# Our Dog Has Dog Poo Snails?



## Ashleys (Jun 3, 2008)

We've recently noticed small snail like (no shell, but has stalky eyes) critters in our dogs poo. They're white with a dark back and about 2cm long. I know snails and slugs can feed on dog poo, but we're pretty sure these came out of the dog as it was in a fresh (sloppy..) batch.

We've recently bought another dog that we got from a rescue place on a farm, and he had a bad stomach when he got to us (initially we thought it was just nerves or change of diet, but now we're not so sure).

Any ideas?


----------



## Guest (Jul 8, 2008)

Ashleys said:


> We've recently noticed small snail like (no shell, but has stalky eyes) critters in our dogs poo. They're white with a dark back and about 2cm long. I know snails and slugs can feed on dog poo, but we're pretty sure these came out of the dog as it was in a fresh (sloppy..) batch.
> 
> We've recently bought another dog that we got from a rescue place on a farm, and he had a bad stomach when he got to us (initially we thought it was just nerves or change of diet, but now we're not so sure).
> 
> Any ideas?


Sorry, I can't be much help - I've not heard of anything like this.  Whatever they are, it sounds horrid! I would be taking the dog to the vet if it were me, along with a sample of the critter, carefully gathered into a plastic bag without touching it or the poo!!


----------



## tyson (Jun 25, 2008)

Hi, i have had ty for abt 7wks, he had constant runs, we rescued him. I contacted the rescue centre, as when i read his notes, this had been going on since april, the agreed to pay for poo test to be done, he has bacteria in his tum and is on medication, my advice would be get in touch with them, they are there to help, and they may suggest you take the dog to a vet they use. They told me it was the stress of being in kennels, so even though they do a really good job, sometimes they can be wrong.


----------



## Guest (Jul 8, 2008)

I really wish I never read this thread it has made me heave 

Sorry not much help but I sincerely hope you get it sorted soon..


----------



## cav (May 23, 2008)

OMG i have never heard of this i would contact the vet?


----------



## clueless (May 26, 2008)

Yuck My curry nearly departed me there







Hope you can find out what they are


----------



## paws (Jun 16, 2008)

clueless said:


> Yuck My curry nearly departed me there
> 
> 
> 
> ...


pmsl
hope you find out what they are to


----------



## gillieworm (Jul 4, 2008)

Does sound very odd and discusting 

If it was one of my 2 I would be straight down the vets with them and an offending sample for investigation. After all better to be safe than sorry.
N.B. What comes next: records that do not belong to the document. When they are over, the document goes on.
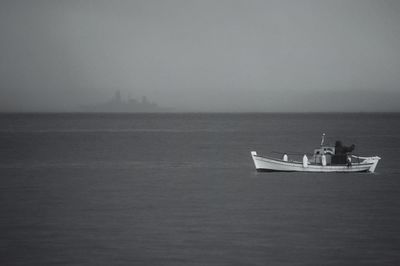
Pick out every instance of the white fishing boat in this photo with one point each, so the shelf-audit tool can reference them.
(324, 159)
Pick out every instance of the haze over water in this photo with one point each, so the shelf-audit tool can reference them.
(181, 189)
(224, 56)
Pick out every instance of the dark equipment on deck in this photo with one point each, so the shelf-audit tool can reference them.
(341, 153)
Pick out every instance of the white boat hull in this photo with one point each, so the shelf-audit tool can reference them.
(263, 163)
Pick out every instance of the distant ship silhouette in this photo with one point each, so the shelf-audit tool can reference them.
(116, 104)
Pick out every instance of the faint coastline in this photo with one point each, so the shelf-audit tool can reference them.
(117, 105)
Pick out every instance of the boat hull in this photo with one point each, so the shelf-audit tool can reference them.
(266, 164)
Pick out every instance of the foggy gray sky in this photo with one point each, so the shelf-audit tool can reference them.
(205, 55)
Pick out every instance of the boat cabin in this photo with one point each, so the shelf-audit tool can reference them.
(328, 151)
(328, 155)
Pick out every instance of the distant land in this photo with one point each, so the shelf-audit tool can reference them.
(118, 105)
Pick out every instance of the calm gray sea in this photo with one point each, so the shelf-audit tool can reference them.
(181, 189)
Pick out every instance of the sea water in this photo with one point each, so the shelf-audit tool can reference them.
(181, 189)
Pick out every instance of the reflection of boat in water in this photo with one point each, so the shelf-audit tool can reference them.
(324, 159)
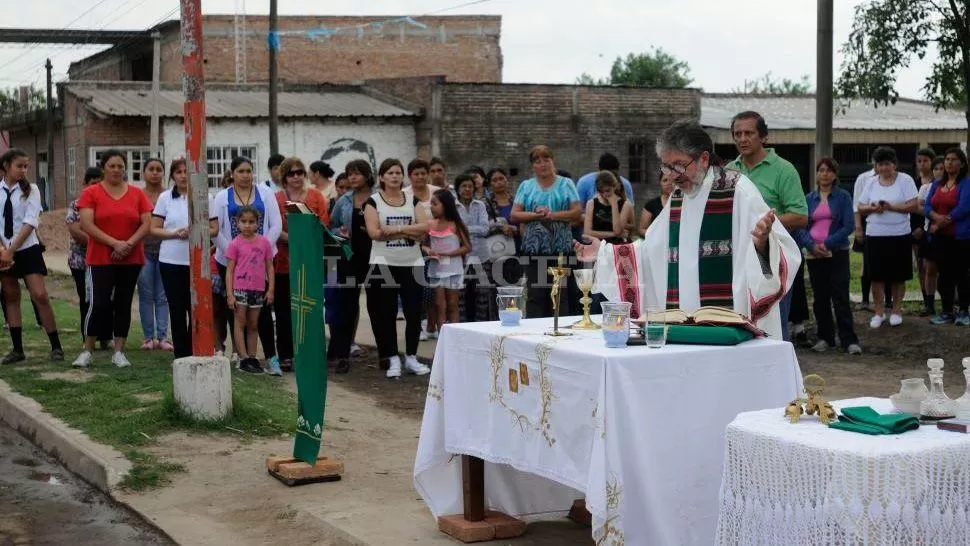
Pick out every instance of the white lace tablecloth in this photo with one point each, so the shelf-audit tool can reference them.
(809, 484)
(639, 432)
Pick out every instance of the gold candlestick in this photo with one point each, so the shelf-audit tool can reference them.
(584, 280)
(558, 274)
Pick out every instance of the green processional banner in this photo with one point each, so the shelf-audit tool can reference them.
(307, 275)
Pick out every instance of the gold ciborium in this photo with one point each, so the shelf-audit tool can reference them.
(559, 274)
(584, 281)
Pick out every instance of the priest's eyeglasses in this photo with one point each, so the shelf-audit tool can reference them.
(675, 168)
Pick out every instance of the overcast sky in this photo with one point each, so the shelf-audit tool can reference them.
(543, 41)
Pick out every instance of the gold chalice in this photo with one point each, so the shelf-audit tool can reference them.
(584, 281)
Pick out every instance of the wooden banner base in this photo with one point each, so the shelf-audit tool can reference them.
(496, 525)
(292, 471)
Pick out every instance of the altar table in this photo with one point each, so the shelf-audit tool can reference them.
(808, 484)
(639, 432)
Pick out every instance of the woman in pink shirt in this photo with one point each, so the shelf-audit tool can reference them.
(826, 242)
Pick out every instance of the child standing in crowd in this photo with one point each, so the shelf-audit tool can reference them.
(250, 269)
(449, 240)
(77, 262)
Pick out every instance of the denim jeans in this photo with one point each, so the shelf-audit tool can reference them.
(152, 304)
(785, 307)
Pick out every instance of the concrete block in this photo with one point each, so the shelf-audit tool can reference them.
(203, 387)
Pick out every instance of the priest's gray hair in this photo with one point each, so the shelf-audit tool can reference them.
(685, 136)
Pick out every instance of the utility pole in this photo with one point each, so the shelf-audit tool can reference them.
(823, 83)
(49, 187)
(274, 78)
(193, 85)
(156, 85)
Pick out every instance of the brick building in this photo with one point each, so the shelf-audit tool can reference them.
(317, 49)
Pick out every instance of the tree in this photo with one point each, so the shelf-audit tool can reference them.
(887, 34)
(767, 85)
(10, 100)
(656, 68)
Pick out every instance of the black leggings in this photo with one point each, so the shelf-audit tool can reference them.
(265, 324)
(348, 306)
(80, 284)
(177, 283)
(383, 287)
(111, 291)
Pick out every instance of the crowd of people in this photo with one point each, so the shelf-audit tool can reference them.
(433, 249)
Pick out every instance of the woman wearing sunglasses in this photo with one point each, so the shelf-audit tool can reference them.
(293, 178)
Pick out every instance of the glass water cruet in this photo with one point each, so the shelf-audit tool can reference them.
(937, 405)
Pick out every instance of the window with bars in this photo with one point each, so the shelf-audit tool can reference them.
(639, 153)
(135, 159)
(219, 158)
(71, 170)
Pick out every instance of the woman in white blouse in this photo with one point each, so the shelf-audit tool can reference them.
(244, 191)
(170, 224)
(21, 256)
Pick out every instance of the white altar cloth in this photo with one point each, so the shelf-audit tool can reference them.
(809, 484)
(639, 432)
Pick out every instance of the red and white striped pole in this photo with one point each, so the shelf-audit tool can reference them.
(193, 85)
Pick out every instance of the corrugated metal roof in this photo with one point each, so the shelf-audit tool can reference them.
(791, 112)
(239, 104)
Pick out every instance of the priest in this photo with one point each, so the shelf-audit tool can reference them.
(715, 243)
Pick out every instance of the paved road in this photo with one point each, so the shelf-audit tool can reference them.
(42, 503)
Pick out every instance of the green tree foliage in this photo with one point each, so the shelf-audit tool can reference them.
(657, 68)
(768, 85)
(10, 100)
(887, 35)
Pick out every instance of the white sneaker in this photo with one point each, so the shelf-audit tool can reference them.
(394, 371)
(120, 360)
(415, 367)
(83, 360)
(821, 346)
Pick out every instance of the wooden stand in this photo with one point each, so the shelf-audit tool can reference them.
(476, 524)
(292, 471)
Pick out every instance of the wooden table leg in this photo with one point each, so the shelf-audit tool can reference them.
(473, 487)
(475, 524)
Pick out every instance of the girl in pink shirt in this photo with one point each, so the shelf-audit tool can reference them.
(249, 279)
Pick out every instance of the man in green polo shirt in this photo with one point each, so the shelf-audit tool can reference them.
(780, 187)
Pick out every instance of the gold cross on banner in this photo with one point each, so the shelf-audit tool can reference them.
(304, 306)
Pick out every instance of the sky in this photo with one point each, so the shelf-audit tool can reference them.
(543, 41)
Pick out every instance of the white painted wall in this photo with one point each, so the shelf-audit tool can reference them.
(305, 138)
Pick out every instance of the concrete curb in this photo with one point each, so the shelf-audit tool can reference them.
(99, 465)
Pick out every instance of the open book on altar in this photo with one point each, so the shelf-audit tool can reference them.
(707, 316)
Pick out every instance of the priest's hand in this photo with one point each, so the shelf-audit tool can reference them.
(761, 231)
(587, 252)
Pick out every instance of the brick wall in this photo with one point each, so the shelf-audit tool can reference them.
(497, 125)
(464, 48)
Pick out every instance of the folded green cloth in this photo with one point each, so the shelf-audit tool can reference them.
(865, 420)
(688, 334)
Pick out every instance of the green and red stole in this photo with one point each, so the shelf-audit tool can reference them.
(716, 250)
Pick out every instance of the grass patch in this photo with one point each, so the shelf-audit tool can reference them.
(855, 276)
(112, 406)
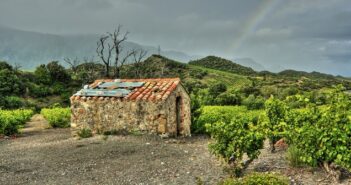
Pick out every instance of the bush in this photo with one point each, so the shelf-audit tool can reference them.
(258, 179)
(254, 103)
(231, 97)
(275, 127)
(13, 102)
(85, 133)
(57, 117)
(12, 120)
(323, 134)
(212, 114)
(235, 138)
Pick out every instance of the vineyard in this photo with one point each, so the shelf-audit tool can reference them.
(57, 117)
(12, 120)
(318, 135)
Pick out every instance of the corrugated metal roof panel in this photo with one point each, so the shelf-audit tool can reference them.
(103, 92)
(121, 84)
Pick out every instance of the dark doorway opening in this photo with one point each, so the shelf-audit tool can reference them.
(179, 114)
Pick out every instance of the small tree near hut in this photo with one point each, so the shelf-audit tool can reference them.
(109, 50)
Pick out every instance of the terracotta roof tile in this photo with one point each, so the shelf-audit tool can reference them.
(155, 89)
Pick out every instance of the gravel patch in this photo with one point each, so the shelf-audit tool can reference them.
(52, 156)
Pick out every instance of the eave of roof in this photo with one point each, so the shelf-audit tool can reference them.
(154, 89)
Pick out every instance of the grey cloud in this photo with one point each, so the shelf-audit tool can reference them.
(288, 33)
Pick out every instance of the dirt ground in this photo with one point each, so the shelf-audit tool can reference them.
(52, 156)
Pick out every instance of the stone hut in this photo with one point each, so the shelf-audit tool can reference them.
(159, 106)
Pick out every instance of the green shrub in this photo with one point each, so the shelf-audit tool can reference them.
(294, 156)
(258, 179)
(234, 138)
(323, 134)
(12, 120)
(13, 102)
(275, 127)
(254, 103)
(85, 133)
(212, 114)
(57, 117)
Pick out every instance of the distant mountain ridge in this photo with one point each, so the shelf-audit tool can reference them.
(222, 64)
(29, 49)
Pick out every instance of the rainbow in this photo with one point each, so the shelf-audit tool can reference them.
(254, 21)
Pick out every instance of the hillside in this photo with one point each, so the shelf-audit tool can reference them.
(218, 63)
(159, 66)
(29, 49)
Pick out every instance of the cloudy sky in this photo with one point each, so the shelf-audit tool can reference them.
(299, 34)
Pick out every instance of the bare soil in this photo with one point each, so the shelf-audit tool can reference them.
(51, 156)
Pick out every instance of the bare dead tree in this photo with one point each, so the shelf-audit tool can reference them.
(117, 39)
(73, 63)
(104, 53)
(109, 50)
(138, 56)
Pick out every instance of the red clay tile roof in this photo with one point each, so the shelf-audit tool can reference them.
(155, 89)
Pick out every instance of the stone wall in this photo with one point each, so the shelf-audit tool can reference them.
(106, 114)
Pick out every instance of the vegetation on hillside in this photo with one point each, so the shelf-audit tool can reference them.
(235, 105)
(222, 64)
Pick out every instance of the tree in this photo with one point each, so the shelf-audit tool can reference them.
(57, 72)
(104, 53)
(5, 65)
(73, 63)
(109, 46)
(42, 74)
(138, 56)
(9, 83)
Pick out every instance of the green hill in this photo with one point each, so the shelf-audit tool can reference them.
(222, 64)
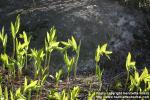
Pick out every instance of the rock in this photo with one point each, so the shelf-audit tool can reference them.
(92, 21)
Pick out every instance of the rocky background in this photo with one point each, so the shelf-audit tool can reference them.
(124, 28)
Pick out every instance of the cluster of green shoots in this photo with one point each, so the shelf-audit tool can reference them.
(16, 63)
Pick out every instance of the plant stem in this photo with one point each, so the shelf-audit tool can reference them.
(29, 95)
(127, 80)
(68, 80)
(26, 61)
(49, 58)
(45, 60)
(14, 46)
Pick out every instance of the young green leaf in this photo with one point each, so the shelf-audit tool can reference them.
(1, 92)
(6, 93)
(91, 95)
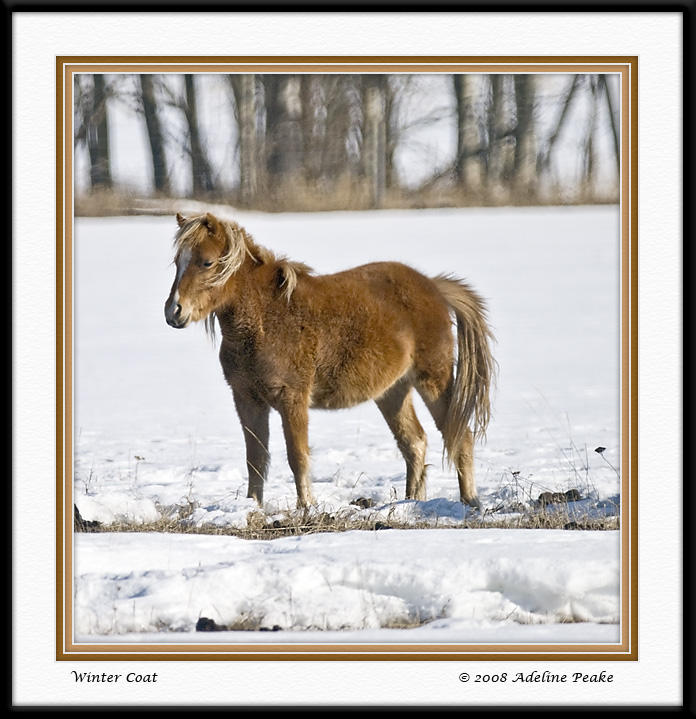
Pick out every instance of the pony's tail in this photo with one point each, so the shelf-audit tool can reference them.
(469, 407)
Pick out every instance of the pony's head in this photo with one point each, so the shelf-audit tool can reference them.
(208, 252)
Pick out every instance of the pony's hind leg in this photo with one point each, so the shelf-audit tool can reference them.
(462, 456)
(294, 414)
(397, 408)
(253, 416)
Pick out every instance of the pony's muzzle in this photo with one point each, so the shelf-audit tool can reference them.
(172, 313)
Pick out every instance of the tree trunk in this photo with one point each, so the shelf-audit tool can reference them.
(613, 120)
(467, 166)
(374, 139)
(244, 88)
(201, 176)
(525, 138)
(499, 157)
(154, 133)
(98, 137)
(283, 131)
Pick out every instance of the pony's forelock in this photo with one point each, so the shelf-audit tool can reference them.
(237, 242)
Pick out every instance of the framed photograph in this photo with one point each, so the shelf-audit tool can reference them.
(400, 423)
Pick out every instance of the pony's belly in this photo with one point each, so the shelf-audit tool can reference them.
(344, 392)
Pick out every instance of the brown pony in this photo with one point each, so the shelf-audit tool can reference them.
(292, 340)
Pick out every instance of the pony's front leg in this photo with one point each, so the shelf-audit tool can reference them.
(254, 418)
(295, 416)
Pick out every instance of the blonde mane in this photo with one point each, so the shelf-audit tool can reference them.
(239, 244)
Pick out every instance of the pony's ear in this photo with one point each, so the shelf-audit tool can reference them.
(211, 222)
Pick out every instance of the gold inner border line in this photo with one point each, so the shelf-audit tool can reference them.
(66, 67)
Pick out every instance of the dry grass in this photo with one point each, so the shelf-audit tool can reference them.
(343, 194)
(259, 526)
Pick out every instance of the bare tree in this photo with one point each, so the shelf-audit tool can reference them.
(525, 179)
(97, 131)
(154, 134)
(283, 129)
(467, 165)
(244, 90)
(201, 175)
(374, 137)
(613, 119)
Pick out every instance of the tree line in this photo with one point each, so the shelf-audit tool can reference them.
(336, 137)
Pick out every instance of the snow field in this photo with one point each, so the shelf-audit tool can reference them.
(156, 435)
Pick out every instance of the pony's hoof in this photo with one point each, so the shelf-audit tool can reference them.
(473, 503)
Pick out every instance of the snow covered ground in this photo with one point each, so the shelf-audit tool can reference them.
(156, 434)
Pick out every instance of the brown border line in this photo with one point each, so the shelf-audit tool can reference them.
(627, 649)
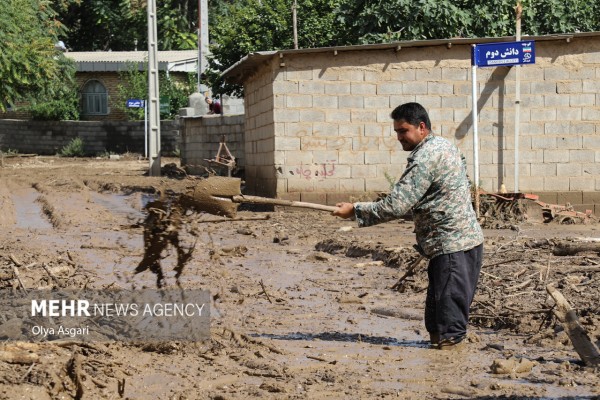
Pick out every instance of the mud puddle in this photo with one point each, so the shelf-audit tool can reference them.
(28, 212)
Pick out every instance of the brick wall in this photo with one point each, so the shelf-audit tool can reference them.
(44, 137)
(201, 136)
(332, 133)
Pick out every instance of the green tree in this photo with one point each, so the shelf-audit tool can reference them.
(59, 100)
(384, 21)
(29, 62)
(243, 27)
(119, 24)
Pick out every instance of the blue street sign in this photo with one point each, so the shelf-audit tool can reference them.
(503, 54)
(135, 103)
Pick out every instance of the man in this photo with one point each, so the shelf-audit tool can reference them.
(436, 188)
(214, 107)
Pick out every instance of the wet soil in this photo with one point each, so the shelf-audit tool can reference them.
(302, 302)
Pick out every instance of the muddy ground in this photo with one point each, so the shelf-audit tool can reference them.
(302, 302)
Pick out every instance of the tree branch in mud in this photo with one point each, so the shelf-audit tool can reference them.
(581, 342)
(565, 248)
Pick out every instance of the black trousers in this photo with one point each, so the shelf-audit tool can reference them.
(452, 282)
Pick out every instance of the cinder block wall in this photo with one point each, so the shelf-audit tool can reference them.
(263, 107)
(48, 137)
(201, 136)
(333, 136)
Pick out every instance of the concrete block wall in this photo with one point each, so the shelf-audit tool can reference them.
(265, 115)
(333, 136)
(49, 137)
(201, 136)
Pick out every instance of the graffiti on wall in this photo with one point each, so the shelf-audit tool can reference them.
(314, 171)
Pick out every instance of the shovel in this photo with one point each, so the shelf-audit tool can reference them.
(220, 195)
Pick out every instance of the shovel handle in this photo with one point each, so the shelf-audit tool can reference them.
(281, 202)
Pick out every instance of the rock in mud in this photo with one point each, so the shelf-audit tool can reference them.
(512, 365)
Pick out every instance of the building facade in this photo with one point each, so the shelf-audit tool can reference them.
(318, 127)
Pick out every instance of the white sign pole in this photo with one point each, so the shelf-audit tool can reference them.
(145, 128)
(475, 136)
(517, 100)
(153, 95)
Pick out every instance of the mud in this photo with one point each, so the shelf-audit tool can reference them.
(302, 302)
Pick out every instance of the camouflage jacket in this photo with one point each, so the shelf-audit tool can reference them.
(435, 186)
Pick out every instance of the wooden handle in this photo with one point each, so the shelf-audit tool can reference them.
(280, 202)
(579, 338)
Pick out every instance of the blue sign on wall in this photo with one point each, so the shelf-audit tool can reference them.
(135, 103)
(503, 54)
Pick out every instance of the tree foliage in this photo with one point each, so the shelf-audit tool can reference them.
(246, 26)
(59, 100)
(28, 58)
(121, 25)
(135, 85)
(243, 27)
(383, 21)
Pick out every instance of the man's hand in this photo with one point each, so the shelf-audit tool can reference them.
(345, 210)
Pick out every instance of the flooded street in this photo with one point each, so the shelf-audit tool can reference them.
(301, 301)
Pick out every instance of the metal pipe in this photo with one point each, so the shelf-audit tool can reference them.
(475, 138)
(519, 10)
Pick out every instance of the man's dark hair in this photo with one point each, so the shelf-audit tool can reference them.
(413, 113)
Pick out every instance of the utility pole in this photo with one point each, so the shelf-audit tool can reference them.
(202, 43)
(153, 95)
(295, 23)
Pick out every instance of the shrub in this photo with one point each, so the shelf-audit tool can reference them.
(73, 149)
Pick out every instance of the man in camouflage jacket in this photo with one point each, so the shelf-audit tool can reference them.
(436, 188)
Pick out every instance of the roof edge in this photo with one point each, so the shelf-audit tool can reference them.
(248, 64)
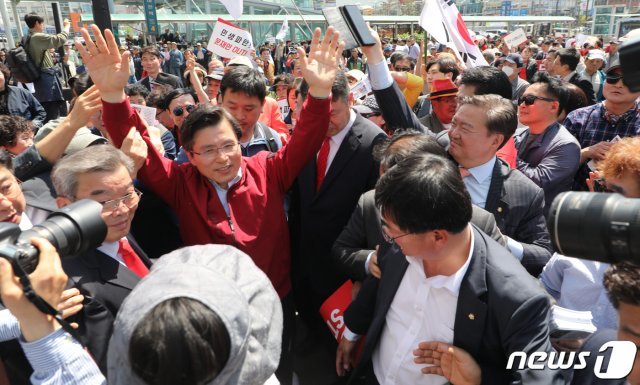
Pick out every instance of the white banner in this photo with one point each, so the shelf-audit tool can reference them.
(229, 41)
(234, 7)
(515, 38)
(443, 21)
(284, 30)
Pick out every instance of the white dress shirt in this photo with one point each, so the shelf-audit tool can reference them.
(111, 249)
(222, 192)
(478, 184)
(423, 309)
(336, 141)
(479, 181)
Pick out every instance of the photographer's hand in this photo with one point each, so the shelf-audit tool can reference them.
(48, 281)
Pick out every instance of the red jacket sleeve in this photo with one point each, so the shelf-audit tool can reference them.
(308, 134)
(158, 173)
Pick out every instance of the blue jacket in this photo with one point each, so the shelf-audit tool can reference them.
(22, 103)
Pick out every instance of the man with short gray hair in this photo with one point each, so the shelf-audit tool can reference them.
(106, 275)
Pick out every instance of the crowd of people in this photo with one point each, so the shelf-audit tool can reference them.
(263, 186)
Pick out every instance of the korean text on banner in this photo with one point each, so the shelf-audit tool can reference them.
(150, 16)
(229, 41)
(284, 30)
(234, 7)
(443, 21)
(515, 38)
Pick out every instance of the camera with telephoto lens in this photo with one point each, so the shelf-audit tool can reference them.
(72, 230)
(596, 226)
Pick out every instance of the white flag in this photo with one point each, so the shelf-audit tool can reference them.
(284, 30)
(443, 21)
(234, 7)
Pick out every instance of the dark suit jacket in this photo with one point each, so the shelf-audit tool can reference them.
(550, 161)
(515, 201)
(585, 86)
(105, 283)
(163, 78)
(510, 313)
(317, 218)
(518, 206)
(363, 233)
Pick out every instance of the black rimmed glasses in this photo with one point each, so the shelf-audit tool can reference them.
(228, 150)
(178, 111)
(530, 99)
(130, 200)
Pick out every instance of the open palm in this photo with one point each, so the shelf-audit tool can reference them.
(108, 69)
(321, 67)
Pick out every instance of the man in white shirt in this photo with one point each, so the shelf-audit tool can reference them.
(105, 275)
(456, 294)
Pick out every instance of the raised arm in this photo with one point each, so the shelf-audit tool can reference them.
(319, 71)
(395, 109)
(110, 72)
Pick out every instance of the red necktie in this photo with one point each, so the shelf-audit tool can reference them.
(321, 162)
(131, 259)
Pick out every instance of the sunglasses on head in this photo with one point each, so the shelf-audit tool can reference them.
(614, 78)
(178, 111)
(530, 99)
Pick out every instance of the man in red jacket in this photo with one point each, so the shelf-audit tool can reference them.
(219, 196)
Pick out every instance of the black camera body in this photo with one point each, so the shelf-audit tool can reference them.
(597, 226)
(72, 230)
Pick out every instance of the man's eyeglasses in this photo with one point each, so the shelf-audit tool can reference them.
(614, 79)
(130, 200)
(178, 111)
(530, 99)
(227, 149)
(389, 238)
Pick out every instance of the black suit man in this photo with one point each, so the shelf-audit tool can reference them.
(457, 288)
(363, 233)
(151, 60)
(325, 194)
(515, 201)
(106, 275)
(105, 283)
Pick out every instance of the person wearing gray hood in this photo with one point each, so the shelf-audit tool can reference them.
(204, 315)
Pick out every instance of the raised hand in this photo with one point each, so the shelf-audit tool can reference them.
(108, 69)
(448, 361)
(321, 67)
(374, 52)
(85, 106)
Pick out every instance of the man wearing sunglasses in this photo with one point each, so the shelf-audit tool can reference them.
(515, 201)
(596, 126)
(547, 153)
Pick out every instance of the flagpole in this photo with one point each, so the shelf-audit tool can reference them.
(302, 17)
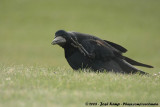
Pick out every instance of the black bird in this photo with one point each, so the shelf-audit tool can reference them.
(87, 51)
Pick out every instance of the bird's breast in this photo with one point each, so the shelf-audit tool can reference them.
(77, 60)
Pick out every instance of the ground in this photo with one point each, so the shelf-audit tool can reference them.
(34, 73)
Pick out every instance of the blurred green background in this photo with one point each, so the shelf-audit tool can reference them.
(27, 28)
(33, 73)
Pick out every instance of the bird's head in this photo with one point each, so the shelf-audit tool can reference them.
(61, 38)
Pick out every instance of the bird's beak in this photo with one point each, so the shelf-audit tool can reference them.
(58, 40)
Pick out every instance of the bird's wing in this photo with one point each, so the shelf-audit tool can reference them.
(118, 47)
(99, 49)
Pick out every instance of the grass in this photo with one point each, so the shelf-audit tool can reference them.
(34, 73)
(50, 86)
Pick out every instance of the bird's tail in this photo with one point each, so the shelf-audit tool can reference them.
(128, 68)
(133, 62)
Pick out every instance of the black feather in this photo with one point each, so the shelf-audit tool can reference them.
(87, 51)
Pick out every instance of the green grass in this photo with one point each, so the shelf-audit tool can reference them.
(35, 73)
(41, 86)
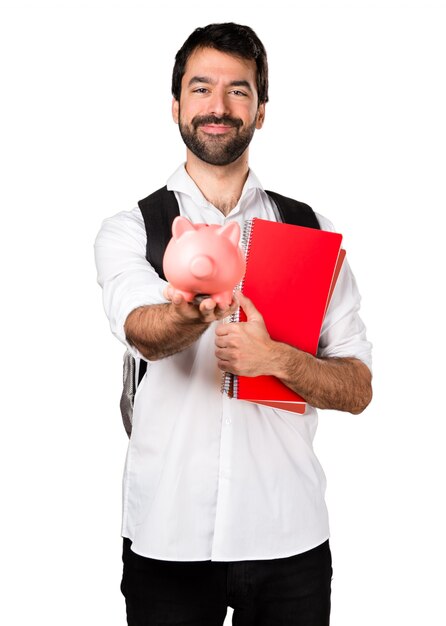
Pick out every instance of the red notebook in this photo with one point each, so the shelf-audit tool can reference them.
(290, 275)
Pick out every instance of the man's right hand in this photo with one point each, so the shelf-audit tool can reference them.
(205, 311)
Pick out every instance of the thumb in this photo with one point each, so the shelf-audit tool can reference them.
(252, 314)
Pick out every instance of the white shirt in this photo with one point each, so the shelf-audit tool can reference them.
(206, 476)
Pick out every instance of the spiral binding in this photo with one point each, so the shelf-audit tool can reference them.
(230, 382)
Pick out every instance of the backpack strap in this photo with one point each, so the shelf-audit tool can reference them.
(158, 210)
(294, 212)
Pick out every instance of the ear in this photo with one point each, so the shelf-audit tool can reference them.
(260, 116)
(180, 226)
(231, 231)
(175, 110)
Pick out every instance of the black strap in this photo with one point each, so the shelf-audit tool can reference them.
(161, 207)
(294, 212)
(158, 210)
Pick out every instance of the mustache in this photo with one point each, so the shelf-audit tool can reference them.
(225, 120)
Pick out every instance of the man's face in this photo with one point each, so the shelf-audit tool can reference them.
(218, 112)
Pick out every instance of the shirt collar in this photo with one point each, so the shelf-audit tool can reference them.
(181, 181)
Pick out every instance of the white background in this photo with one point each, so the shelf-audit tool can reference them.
(355, 127)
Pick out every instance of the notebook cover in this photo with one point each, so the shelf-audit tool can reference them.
(289, 277)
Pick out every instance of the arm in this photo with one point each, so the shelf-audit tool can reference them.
(160, 330)
(246, 349)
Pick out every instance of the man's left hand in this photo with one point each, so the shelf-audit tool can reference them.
(244, 348)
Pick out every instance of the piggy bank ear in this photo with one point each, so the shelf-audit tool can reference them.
(231, 231)
(180, 225)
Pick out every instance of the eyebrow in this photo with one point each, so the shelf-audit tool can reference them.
(210, 81)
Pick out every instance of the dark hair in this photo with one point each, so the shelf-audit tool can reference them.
(231, 38)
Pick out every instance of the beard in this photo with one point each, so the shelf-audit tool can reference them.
(217, 149)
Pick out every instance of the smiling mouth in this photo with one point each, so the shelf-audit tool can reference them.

Also I may be wrong, but your post sounds like you have more than 1 dog, best to get checked out in case it gets passed round, after all we all know what discusting things our faithful friends can put in their mouths


----------



## Guest (Jul 9, 2008)

gillieworm said:


> after all we all know what discusting things our faithful friends can put in their mouths


Lol, indeed!  

As everyone else has said, I'd get him to the vets with a sample to get it checked out.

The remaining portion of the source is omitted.